A Maré Vermelha foi a primeira organização de pessoas LGBTs em Santa Maria. Isto a fez assumir uma importância histórica pelo seu tamanho, pelo tempo que durou e por estar localizada no interior do Rio Grande do Sul. Assim, esta relevância se estende para o estado e também para o país. E, como acredita Matias, a Maré Vermelha não morreu, só foi pra alto mar, seguir novos rumos.
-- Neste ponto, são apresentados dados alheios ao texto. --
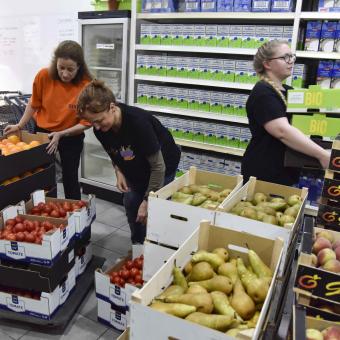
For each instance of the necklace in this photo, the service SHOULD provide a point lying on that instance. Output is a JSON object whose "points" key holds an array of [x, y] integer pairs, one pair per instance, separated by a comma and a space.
{"points": [[275, 87]]}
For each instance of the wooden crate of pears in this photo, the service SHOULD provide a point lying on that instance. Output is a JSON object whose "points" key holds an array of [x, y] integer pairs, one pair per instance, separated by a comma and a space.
{"points": [[218, 285], [177, 209]]}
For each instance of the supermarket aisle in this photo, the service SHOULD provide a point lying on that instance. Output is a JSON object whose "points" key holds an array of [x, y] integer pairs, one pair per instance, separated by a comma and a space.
{"points": [[111, 240]]}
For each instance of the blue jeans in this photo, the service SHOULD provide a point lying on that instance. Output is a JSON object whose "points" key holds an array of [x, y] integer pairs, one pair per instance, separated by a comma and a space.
{"points": [[132, 200]]}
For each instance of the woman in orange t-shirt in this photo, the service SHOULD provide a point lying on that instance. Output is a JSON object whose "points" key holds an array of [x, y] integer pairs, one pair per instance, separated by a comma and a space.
{"points": [[53, 106]]}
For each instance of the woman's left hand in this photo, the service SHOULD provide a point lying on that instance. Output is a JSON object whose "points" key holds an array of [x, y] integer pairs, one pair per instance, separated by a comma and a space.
{"points": [[52, 147], [142, 212]]}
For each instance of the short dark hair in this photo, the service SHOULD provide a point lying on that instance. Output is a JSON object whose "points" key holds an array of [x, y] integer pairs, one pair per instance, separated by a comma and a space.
{"points": [[69, 49]]}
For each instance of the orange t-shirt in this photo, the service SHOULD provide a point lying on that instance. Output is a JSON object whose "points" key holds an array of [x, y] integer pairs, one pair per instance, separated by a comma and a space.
{"points": [[56, 102]]}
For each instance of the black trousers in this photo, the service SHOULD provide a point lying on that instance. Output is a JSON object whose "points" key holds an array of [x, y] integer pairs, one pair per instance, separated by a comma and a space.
{"points": [[70, 149]]}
É evidente que a Maré Vermelha teve seu pontapé-inicial na tríade futebol-carnaval-movimento LGBT. O que não se tem certeza alguma é o momento em que se formou a inovadora torcida organizada na cidade de Santa Maria. “O que a gente sabe hoje é que ela surgiu após um grupo não ter o acesso permitido a um jogo do Riograndense, nos Eucaliptos. O grupo ficou frustrado e foi bem melhor acolhido no Inter-SM”, conta Marquita. Para os ex-integrantes a incerteza é tão grande que a fundação é considerada por uns na década de 70; para outros, na década seguinte.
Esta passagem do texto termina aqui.